NASEM Summit Highlights Importance of Ability for PhD Students to Transition LaboratoriesBy: Jacqueline Robinson-Hamm
Thursday, October 28, 2021
In mid-October, the National Academies of Sciences, Engineering, and Medicine (NASEM) hosted the third annual public summit of the Action Collaborative on Preventing Sexual Harassment in Higher Education. The first keynote session focused on reducing and preventing harm caused by power differentials, with a particular emphasis on the dynamics between a research advisor and graduate student member of the laboratory.
Departments at many universities have vastly different graduate admission processes, funding structures, and resources. For example, departments like political science may admit graduate students with five years of funding guaranteed from the department and independent from a research advisor, whereas most biology departments are reliant on research advisors funding their PhD students. This puts graduate students in biological sciences in a precarious power differential as their livelihood is intimately tied to their research advisor. Recommendation 5, diffuse the hierarchical and dependent relationship between trainees and faculty, and Recommendation 6, provide support for the target, from the NASEM consensus report on Sexual Harassment of Women: Climate, Culture, and Consequences in Academic Sciences, Engineering, and Medicine offer insight on how to diffuse these precarious circumstances.
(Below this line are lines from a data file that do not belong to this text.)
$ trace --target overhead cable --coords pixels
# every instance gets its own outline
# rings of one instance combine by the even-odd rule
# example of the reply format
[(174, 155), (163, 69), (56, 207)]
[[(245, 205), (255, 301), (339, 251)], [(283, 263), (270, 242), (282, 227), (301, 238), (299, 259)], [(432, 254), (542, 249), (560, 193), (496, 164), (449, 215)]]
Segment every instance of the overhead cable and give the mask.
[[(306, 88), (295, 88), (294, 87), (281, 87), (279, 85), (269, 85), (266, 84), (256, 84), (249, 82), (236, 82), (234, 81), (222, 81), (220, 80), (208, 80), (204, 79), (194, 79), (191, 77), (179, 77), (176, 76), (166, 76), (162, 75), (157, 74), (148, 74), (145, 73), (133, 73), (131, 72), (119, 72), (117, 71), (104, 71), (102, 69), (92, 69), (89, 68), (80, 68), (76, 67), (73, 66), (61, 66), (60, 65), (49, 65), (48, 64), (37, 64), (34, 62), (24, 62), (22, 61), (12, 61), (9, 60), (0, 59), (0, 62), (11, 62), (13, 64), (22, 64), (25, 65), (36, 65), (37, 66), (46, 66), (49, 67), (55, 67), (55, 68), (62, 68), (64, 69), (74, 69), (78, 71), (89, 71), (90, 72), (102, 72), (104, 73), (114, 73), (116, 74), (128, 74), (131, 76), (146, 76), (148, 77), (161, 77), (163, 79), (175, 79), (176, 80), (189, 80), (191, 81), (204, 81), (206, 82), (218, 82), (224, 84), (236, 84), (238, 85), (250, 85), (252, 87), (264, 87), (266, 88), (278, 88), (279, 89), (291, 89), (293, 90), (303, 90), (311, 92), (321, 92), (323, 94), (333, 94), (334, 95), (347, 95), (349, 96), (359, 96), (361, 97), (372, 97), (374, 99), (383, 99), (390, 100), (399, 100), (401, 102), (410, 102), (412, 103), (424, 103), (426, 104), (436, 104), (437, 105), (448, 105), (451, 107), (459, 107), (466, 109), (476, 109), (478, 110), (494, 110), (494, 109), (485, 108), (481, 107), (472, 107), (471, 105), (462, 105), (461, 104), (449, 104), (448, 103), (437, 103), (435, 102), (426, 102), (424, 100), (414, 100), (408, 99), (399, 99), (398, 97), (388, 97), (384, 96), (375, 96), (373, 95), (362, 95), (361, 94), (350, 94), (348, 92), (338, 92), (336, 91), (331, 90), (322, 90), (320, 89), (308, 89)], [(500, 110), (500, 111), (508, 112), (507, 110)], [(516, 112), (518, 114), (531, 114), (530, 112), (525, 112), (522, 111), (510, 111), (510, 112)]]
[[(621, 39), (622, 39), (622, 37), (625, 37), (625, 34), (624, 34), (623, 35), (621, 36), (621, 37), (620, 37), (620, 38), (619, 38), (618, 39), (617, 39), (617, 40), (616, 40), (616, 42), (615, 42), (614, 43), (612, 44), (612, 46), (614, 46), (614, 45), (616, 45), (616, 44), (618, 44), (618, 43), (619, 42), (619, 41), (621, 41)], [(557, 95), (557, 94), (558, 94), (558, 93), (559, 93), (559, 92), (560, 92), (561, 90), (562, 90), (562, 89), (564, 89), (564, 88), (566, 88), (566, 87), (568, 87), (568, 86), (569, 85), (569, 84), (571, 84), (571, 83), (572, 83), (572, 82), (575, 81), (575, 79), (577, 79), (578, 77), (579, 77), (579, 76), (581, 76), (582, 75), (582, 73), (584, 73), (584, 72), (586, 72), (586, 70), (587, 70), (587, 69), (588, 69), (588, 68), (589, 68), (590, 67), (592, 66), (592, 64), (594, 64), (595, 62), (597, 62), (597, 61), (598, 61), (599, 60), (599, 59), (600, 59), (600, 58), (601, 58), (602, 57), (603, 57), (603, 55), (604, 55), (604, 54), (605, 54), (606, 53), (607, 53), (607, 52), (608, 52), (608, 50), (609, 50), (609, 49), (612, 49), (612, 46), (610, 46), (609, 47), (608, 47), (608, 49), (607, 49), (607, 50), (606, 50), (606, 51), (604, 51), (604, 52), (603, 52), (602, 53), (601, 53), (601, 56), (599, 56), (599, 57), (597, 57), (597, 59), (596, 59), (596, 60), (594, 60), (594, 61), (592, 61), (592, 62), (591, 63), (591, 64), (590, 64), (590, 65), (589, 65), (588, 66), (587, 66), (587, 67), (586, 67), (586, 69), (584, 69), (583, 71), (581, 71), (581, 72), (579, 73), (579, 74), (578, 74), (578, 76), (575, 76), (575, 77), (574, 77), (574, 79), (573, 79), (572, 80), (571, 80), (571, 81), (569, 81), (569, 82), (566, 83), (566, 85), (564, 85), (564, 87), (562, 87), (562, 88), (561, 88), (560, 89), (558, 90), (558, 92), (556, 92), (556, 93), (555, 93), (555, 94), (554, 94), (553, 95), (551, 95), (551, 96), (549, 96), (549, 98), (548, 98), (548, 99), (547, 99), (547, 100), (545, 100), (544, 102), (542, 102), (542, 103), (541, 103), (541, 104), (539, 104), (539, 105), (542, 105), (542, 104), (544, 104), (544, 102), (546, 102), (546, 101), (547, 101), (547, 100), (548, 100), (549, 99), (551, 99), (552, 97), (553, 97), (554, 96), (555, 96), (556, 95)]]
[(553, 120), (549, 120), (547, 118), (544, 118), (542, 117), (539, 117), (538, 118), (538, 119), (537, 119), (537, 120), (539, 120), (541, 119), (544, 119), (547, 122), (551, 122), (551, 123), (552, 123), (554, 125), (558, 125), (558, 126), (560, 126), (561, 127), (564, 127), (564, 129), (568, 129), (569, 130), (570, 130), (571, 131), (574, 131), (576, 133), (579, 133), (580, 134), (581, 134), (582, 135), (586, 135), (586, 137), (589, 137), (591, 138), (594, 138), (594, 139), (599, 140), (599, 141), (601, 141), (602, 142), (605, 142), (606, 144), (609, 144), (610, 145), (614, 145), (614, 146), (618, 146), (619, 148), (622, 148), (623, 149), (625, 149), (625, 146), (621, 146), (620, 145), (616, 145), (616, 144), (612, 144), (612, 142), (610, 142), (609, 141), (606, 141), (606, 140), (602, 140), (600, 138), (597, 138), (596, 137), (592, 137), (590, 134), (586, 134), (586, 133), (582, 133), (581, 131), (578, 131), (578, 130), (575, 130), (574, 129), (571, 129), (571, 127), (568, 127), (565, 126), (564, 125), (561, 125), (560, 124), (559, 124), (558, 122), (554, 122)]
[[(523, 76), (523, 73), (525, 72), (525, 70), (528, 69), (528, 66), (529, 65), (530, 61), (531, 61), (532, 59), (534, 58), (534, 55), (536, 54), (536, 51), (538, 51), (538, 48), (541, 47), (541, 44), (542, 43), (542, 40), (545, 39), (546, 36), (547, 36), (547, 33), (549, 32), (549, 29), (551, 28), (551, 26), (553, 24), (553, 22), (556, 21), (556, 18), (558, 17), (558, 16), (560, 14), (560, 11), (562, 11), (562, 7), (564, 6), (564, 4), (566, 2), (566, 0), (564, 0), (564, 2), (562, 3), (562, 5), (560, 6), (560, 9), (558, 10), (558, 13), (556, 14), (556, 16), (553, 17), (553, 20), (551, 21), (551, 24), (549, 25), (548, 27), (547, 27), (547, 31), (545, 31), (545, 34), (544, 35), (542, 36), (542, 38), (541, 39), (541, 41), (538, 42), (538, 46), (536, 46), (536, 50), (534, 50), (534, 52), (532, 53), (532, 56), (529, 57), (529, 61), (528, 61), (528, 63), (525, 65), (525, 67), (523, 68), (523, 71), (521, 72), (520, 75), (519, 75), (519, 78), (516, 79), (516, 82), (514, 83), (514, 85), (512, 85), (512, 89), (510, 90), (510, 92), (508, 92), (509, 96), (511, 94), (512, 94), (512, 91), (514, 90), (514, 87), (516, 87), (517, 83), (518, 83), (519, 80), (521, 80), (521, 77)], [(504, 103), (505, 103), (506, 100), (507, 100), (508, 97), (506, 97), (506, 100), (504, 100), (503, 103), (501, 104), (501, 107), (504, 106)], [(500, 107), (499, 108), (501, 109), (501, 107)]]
Graduate students at the Massachusetts Institute of Technology (MIT) raised concerns about policies employed in various graduate departments, including the need to guarantee transitional funding for any students wanting to change research mentors. This effort is ongoing, but thus far students in an unhealthy advising situation are guaranteed funded transitional support without needing to provide evidence.
At Vanderbilt University, biological science PhD students are generally admitted one of three ways: as part of an umbrella program with a group of departments that utilizes a system of trial periods for research advisors and environments, into a single department that utilizes a trial period for research advisors and environments, or directly into a single advisor’s laboratory. In the latter case, the student is supported directly from that research advisor’s funds from the day they arrive on campus. Recognizing the power dynamics that disproportionately affect the directly admitted students, the Department of Cell and Developmental Biology recently changed a policy for directly admitted students. Now, directly admitted students can change laboratories if needed, and 12 weeks of funding will be provided by the department. This should be sufficient time to do two laboratory rotations to identify a new research advisor.
Additional examples of innovative programs, policies, and practices to prevent and reduce harassment can be located in the Sexual Harassment Collaborative Repository.